2. Optimize. Another bandwidth hog are the types of media that you put in your website, or that you use to construct your website itself. HTML is one of the commonly used coding languages for creating websites. However, HTML is not the most efficient coding system that you can use. It also tends to create larger file sizes which will take up more space. Instead, opt for better codes such as HTML 4, CSS, and XHTML. The pictures and media you place in your website should also be optimized for the web through compression and correct formatting.
3. Link reduction. Links in your site are another bandwidth hog that you should avoid. Sometimes the avatars that are used in the forums and bulletin boards that you install in your site are enough to endanger your monthly bandwidth limits. The avatar may be small, but if you use it for each post you make in your site, it will eventually add up and consume large portions of your bandwidth. The same applies to images and signatures.
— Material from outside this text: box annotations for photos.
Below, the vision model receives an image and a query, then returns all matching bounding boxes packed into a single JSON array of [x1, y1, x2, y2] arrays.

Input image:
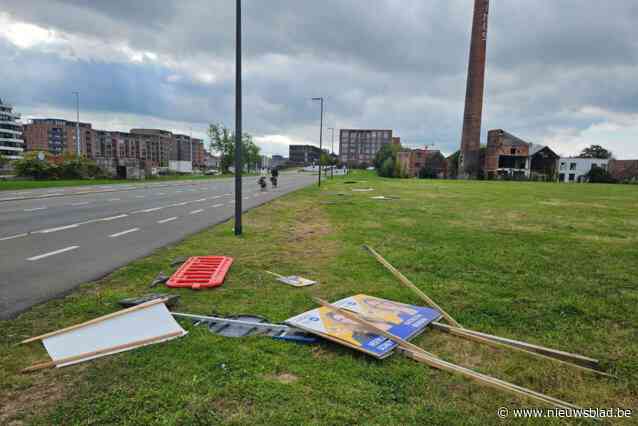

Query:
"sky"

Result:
[[0, 0, 638, 159]]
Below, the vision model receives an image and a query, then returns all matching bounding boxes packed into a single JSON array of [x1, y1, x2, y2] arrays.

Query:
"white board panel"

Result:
[[42, 303, 186, 367]]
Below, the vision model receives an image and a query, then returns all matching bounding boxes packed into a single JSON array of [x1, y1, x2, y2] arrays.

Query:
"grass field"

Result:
[[0, 175, 232, 191], [0, 174, 638, 426]]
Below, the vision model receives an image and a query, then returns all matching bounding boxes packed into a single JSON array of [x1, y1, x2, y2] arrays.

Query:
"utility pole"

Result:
[[188, 126, 195, 174], [312, 97, 323, 186], [73, 92, 82, 159], [235, 0, 242, 235], [328, 127, 335, 179]]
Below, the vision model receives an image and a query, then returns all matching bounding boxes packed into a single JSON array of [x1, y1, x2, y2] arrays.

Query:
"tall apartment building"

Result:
[[339, 129, 393, 166], [0, 99, 24, 160], [24, 118, 96, 158], [131, 129, 177, 167], [288, 145, 321, 165], [192, 138, 206, 169], [21, 114, 206, 170]]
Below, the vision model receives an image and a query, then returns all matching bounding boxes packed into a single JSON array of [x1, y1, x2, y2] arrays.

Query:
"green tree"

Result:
[[208, 123, 261, 173], [579, 145, 612, 158], [372, 144, 401, 177]]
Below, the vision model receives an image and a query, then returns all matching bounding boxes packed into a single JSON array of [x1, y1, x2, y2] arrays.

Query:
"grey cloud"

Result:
[[0, 0, 638, 156]]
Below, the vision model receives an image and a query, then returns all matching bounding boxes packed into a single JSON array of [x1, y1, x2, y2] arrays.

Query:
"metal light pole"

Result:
[[72, 92, 82, 159], [312, 97, 323, 186], [328, 127, 335, 179], [188, 126, 195, 174], [235, 0, 242, 235]]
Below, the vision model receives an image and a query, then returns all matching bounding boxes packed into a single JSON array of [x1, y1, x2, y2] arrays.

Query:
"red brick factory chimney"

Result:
[[459, 0, 490, 179]]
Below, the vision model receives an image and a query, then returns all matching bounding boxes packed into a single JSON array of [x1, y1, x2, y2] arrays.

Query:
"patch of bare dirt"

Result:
[[265, 373, 299, 384]]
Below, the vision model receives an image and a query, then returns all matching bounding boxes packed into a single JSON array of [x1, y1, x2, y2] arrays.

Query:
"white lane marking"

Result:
[[98, 214, 128, 222], [131, 207, 164, 214], [157, 216, 177, 223], [27, 246, 80, 261], [109, 228, 140, 238], [34, 223, 78, 234], [0, 233, 29, 241]]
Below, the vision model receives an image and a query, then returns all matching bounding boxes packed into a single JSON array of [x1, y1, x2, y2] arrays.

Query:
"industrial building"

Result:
[[0, 99, 24, 160], [397, 149, 447, 178], [339, 129, 400, 167], [288, 145, 321, 166], [458, 0, 490, 179], [484, 129, 559, 181]]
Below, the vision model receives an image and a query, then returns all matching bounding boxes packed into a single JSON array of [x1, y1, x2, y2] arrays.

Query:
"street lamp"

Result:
[[71, 92, 82, 159], [328, 127, 335, 179], [235, 0, 242, 235], [312, 97, 323, 186]]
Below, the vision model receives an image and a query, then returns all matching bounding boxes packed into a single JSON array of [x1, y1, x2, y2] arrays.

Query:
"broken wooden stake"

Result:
[[363, 245, 604, 377], [313, 298, 582, 410], [431, 321, 615, 377], [363, 245, 462, 328]]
4. Remove spam bots. Spam bots are scripts that will scour websites for email addresses that are later on added to a spam mailing list. Today, it is standard practice for people to conceal their email addresses by separating the email addresses with spaces and replacing the symbol “@” with “at.” Nonetheless, there are still a lot of people who leave their email addresses and there are still plenty of spam bots that will visit your site and consume your bandwidth in search of these email addresses.
5. Content. Finally, streamline your content so that only visitors who really want to visit your site will visit your site. Do this by removing content that is off topic, and which search engines can index for the wrong search queries.

Conserve your bandwidth by streamlining your web traffic to actual people who want to visit your site. These steps should help you do just that.